La baignade en Seine et en Marne découle d’une transformation industrielle des infrastructures souterraines franciliennes. Derrière la qualité de l’eau se cachent des chantiers de génie civil menés par le SIAAP. Pour les professionnels des VRD, l’agglomération parisienne illustre la maîtrise des réseaux unitaires par temps de pluie.
Des chantiers de génie civil de grande ampleur
La saturation des réseaux lors d’orages provoque des déversements d’eaux usées dans le milieu naturel. Le réseau francilien s’est doté d’ouvrages de stockage et de transfert pour régler ce problème.
Le tunnel-réservoir VL8 sous l’Essonne et le Val-de-Marne
Le collecteur VL8 achemine les eaux usées vers l’usine de Seine Valenton. Ses caractéristiques techniques marquent sa démesure :
- Sa longueur atteint près de 9 kilomètres.
- Son diamètre intérieur mesure près de 3 mètres.
- Sa profondeur de pose descend jusqu’à 100 mètres sous terre.
- Sa fonction tampon permet de stocker 51 000 m³ d’eaux excédentaires en cas d’orages.
Le siphon sous la Marne pour interconnecter les réseaux
En Seine-Saint-Denis, le génie civil a réalisé un franchissement fluvial souterrain. Un collecteur en siphon long de 600 mètres a été foré à 20 mètres sous la Marne. Ce tunnel relie les réseaux de Neuilly-sur-Marne et de Noisy-le-Grand. Couplé à l’automatisation de la Vanne Thomoux, il redirige les flux vers l’usine de Marne Aval.
Stocker et réguler pour éradiquer le risque de surverse
Le réseau global s’appuie sur une capacité totale de stockage de 990 000 m³. Ce volume se répartit sur 8 bassins de stockage et 4 tunnels-réservoirs.

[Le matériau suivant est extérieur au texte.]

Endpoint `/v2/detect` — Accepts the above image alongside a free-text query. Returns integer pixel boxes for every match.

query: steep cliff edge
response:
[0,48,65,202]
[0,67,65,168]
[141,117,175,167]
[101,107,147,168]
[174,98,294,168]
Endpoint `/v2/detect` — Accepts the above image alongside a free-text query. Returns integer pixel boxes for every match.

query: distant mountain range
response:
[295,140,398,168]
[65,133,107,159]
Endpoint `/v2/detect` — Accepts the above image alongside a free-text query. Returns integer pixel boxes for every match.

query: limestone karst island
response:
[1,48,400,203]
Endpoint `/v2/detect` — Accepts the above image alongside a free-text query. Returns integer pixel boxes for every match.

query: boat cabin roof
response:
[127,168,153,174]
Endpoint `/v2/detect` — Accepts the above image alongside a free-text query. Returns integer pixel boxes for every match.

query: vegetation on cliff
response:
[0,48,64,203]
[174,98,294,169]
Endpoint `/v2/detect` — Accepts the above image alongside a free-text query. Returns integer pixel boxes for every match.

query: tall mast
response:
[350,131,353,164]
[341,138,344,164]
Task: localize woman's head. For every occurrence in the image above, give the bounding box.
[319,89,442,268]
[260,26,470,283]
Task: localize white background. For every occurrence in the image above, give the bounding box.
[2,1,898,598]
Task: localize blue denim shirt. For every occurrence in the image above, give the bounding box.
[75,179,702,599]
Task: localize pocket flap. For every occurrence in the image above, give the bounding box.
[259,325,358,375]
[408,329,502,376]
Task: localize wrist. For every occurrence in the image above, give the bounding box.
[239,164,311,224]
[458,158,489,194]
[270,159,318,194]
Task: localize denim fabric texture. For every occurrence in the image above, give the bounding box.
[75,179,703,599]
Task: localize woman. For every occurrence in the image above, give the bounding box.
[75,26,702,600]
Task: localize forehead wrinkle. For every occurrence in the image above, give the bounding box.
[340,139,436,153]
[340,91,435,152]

À l’entrée de l’usine de Marne Aval, un bassin de stockage-restitution de 5 000 m³ accueille les flux du nouveau siphon. De plus, un bassin post-traitement de 1 000 m³ garantit un débit hydraulique constant. Cette régulation optimise l’efficacité de la désinfection en sortie de filière.
Acide performique et UV
Atteindre les exigences sanitaires européennes impose des traitements tertiaires de désinfection. Les deux usines en amont des zones de baignade possèdent des procédés distincts :
- La désinfection par rayonnement ultraviolet à Marne Aval modifie l’ADN des micro-organismes. Les radiations bloquent leur reproduction sans altérer la composition chimique de l’eau.
- La désinfection par acide performique à Seine Valenton détruit la charge bactériologique avant le rejet. Cette technologie brevetée respecte l’environnement car l’acide se dégrade rapidement.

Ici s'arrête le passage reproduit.